NetCDF: http://www.unidata.ucar.edu/software/netcdf/

HDF group: http://www.hdfgroup.org/HDF5/

TimP · ‎12-03-2009

Quoting - Ronald W. Green (Intel)

And to make matters worse, even on a platform like a PC, compiler vendors do not agree on how to set up file and record markers within unformatted files. Thus, an unformatted file created by IFORT may not be able to be read by gfortran, g95 or PGI.

ifort, PGI, and gfortran seem to have reached reasonable compatibility on linux x86_64. Don't count on it for obsolete versions, however. gfortran for Windows is still trying to solve the problem of supporting>2GB files, but I wouldn't count on hdf5 working there either.

Ron_Green · ‎12-03-2009

And as for memory versus data files: memory reads are around 3 orders of magnitude faster.

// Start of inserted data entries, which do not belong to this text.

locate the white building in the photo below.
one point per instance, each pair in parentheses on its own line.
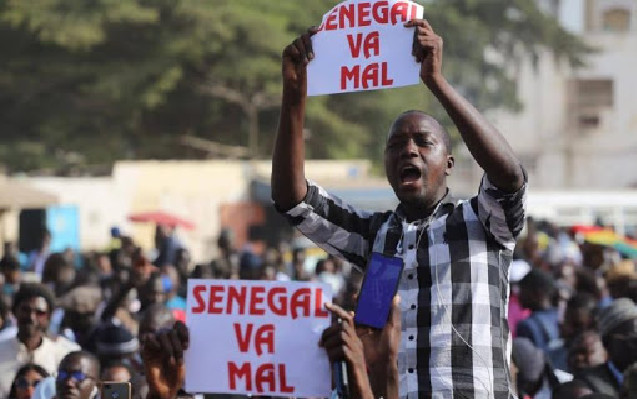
(578,128)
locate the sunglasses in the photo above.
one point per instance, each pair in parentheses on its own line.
(78,376)
(23,383)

So why not put all the data hard-coded in the program using DATA statements or other explicit initialization?

Certainly for data that does not change over time this is something to consider. For example, phase tables of water (steam tables) will never change over time (hopefully). Good candidate for putting into a program in a table without reading from disk.

On the other extreme: data that define a particular problem, and will be changed frequently to define new problems. You don't want to have to edit files, recompile, etc for each problem you run. These should be read in from disk.

There are data sets that fall in between these two - materials tables for steel, composites, ceramics. These are updated regularly as new materials are added by manufacturers and older materials are removed from the market. I've seen these hardcoded and also read in from material property data files. If the code models a particular widget and that widget's material sets are fixed and unchanging - could hardcode them. If the widgets get redesigned once a year and new materials come and go - data file.